The legal profession has an opportunity to ensure the deal supports access to justice.

An outbreak of transparency by the European Commission has given the legal profession the opportunity to ensure that the negotiation of the Transatlantic Trade and Investment Partnership (TTIP) between the US and EU supports access to justice and safeguards parliament’s and the government’s flexibility to make rules in public policy without fear of sanction.

An EU consultation on TTIP had already generated a remarkable 150,000 responses. And, after initially suggesting that they needed to be secret, the EU last month declassified its 2013 directives for negotiation. We can now all discuss the safeguards for national decision-making, and rise to the challenge of the negotiating directives, in particular that: ‘The agreement should recognise that sustainable development is an overarching objective of the parties’ (paragraph 8).

When it comes to trade, all countries stand to benefit from the stability and confidence that a rules-based global treaty can provide.
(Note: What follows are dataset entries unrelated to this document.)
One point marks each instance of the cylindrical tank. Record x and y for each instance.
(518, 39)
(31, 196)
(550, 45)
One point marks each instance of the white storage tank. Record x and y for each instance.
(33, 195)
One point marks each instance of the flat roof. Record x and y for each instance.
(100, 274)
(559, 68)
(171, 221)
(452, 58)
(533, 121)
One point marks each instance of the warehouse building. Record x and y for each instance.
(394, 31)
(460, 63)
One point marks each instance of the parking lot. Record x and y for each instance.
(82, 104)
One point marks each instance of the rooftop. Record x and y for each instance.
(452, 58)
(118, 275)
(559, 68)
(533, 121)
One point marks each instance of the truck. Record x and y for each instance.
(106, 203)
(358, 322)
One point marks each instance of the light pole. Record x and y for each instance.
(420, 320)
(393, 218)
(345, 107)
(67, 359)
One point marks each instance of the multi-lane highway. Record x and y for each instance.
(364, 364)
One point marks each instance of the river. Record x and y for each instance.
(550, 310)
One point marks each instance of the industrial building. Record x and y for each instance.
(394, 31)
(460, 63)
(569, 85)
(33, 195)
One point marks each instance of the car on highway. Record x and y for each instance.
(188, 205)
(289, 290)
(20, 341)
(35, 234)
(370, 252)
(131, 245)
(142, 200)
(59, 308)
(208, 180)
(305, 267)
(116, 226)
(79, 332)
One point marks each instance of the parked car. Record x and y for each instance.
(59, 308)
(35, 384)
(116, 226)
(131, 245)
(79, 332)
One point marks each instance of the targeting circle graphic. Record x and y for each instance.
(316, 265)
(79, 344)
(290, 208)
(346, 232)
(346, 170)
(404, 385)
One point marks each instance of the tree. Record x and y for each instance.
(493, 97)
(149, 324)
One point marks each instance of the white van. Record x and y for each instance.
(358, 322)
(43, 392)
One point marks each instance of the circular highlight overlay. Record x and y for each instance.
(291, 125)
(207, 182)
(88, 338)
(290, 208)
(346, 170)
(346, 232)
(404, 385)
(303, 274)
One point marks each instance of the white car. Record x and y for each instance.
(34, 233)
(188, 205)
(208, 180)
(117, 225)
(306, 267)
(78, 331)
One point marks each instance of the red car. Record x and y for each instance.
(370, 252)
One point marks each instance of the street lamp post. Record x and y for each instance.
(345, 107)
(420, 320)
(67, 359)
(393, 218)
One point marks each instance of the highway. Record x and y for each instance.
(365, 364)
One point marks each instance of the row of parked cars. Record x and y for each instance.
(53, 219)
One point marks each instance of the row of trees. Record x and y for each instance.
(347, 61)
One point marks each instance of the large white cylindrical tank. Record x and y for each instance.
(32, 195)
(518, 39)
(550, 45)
So what TTIP says and how it is negotiated matters for us all. As the EU trade commissioner described it: ‘This deal will set the standard – not only for our future bilateral trade and investment but also for the development of global rules.’

Developing countries will be affected by these standards, so it is legitimate to consider the impact on them, although currently they have no say in the negotiations. In the UK, TTIP challenges us to choose how and by whom we want rules to be decided on issues ranging from cigarette packaging and minimum unit prices for alcohol, to fracking and biofuel subsidies, and from banking and insurance to the price of medicines.

Two key legal principles are involved: who has the authority to make legislation; and who has the authority to resolve disputes. A third concern is that free trade agreements may restrict access to medicines by imposing stricter levels of patent protection than have been agreed in the World Trade Organisation Agreement on Trade-Related Aspects of Intellectual Property Rights.

The International Institute for Sustainable Development and others have raised concerns that Canada is being sued under investor-state arbitration for €500m under the North Atlantic Free Trade Agreement (NAFTA) for rejecting the patents on two drugs, notwithstanding two appellate court rulings in Canada’s favour.

On legislation, TTIP envisages harmonisation of regulations, including standards ranging from environmental protection to safety. The challenge in any such harmonisation is that governments may lose the space to decide on key public policy issues. We need a debate on the principles on which law-making should be taken outside national competence. This applies equally in the UK, the EU and internationally. The UN Conference on Trade and Development’s recent Trade and Development Report 2014 suggests that developing countries should consider carefully the loss of policy space when engaging in bilateral and multilateral trade negotiations. The report also suggests that so far ‘results do not support the hypothesis that bilateral investment treaties foster bilateral foreign direct investment’.

The EU’s consultation, the results of which are awaited, confirm that: ‘The key issue on which we are consulting is whether the EU’s proposed approach for TTIP achieves the right balance between protecting investors and safeguarding the EU’s right and ability to regulate in the public interest.’ The interests of developing countries should be added as well, given the global influence TTIP would have. The concern, both in the EU and in developing countries, is of a regulatory chill, in which governments are reluctant to pass laws because they fear legal challenge under the treaty.

On dispute resolution, TTIP suggests it should be outside the competence of the courts of the host state, and that it be assigned to investor-state arbitration. This means that the UK’s courts would not be able to adjudicate if US investors object in an arbitral forum to public policy decisions taken by the UK government. The draft negotiating text contains safeguards for public policy.

But past experience has shown that these will be keenly litigated (or in this case arbitrated). For example, under NAFTA, US company Lone Pine Resources Inc is suing Quebec following that province’s introduction of a moratorium on fracking. El Salvador is being sued in the International Council of Societies of Industrial Design tribunal by an Australian company for not granting it a mining permit, as the country debates the environmental and human rights impacts of mining.

Philip Morris used investor-state arbitration under the Australia-Hong Kong free trade agreement to protest Australia’s domestic legislation on plain packaging for cigarette packets. Interestingly, the TTIP proposals do not appear to envisage that states can challenge investors in arbitral procedures.

The UK’s legal dispute resolution community needs to discuss whether our courts should be displaced in favour of arbitration on these issues. This is part of a wider global discussion.  When and under what circumstances are private dispute resolution systems preferred for claims against states? The jury (or panel?) is out.

As the Economist explained in an 11 October article, Brazil’s refusal to accept arbitration does not seem to have harmed trade, and countries such as South Africa, India and Indonesia are considering following suit. The article pointed out that the intention of investor-state arbitration was to encourage foreign investment by protecting investors from discrimination or expropriation, but went on to say ‘the implementation of this laudable idea has been disastrous’.  

Ironically, this most controversial aspect of TTIP is also the most unnecessary. The US-Australian bilateral Free Trade Agreement has no investor-state arbitration, and countries such as Brazil do not consider it necessary either. The EU’s directives for negotiation have laudable aims of job creation; we should ensure that unintended adverse consequences are avoided.